Christian Lohmaier wrote:
On Thu, May 10, 2007 at 10:14:57AM +0200, Philipp Lohmann wrote:
Christian Lohmaier wrote:
On Mon, May 07, 2007 at 11:35:40AM +0200, Philipp Lohmann wrote:
Christian Lohmaier wrote:
So the question is: Why require an external tool at all and not use the
code that plays the sound (in the preview dialog) throughout the office?
I guess the idea was that JMF supports more than just wav files, also it can play video as well as far as I know.

It is just this: Most users don't need videos or other formats in their
presentations. Wavs would be fine for most of the use-cases.

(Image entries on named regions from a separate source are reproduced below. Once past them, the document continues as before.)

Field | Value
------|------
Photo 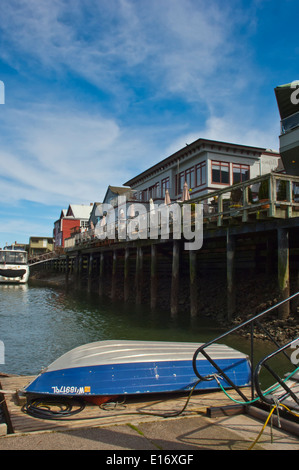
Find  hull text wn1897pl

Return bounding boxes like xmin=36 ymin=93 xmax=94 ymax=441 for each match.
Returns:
xmin=24 ymin=340 xmax=250 ymax=397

OOo already has code for both, so why is it not possible to play wavs
with the existing and still shipped code and rely on JMF for the rest?

Not possible is not quite what I'd say. Counterquestion: why should we have two separate sound systems ? Currently this is the case, but I'd rather sooner than later yank out one both. JMF can handle our needs just nicely. The question is more whether JMF ever becomes a widespread standard (at least on non-Windows platforms). With JMF's support for codecs this would significantly enhance multimedia capabilities for Unixish platforms. I guess the original hope when choosing JMF was ,yes this will be a standard soon, but currently I don't know.

Please note that I wasn't involved in the implementation, so I'm basically just guessing.

Kind regards, pl

--
If you give someone a program, you will frustrate them for a day;
if you teach them how to program, you will frustrate them for a lifetime.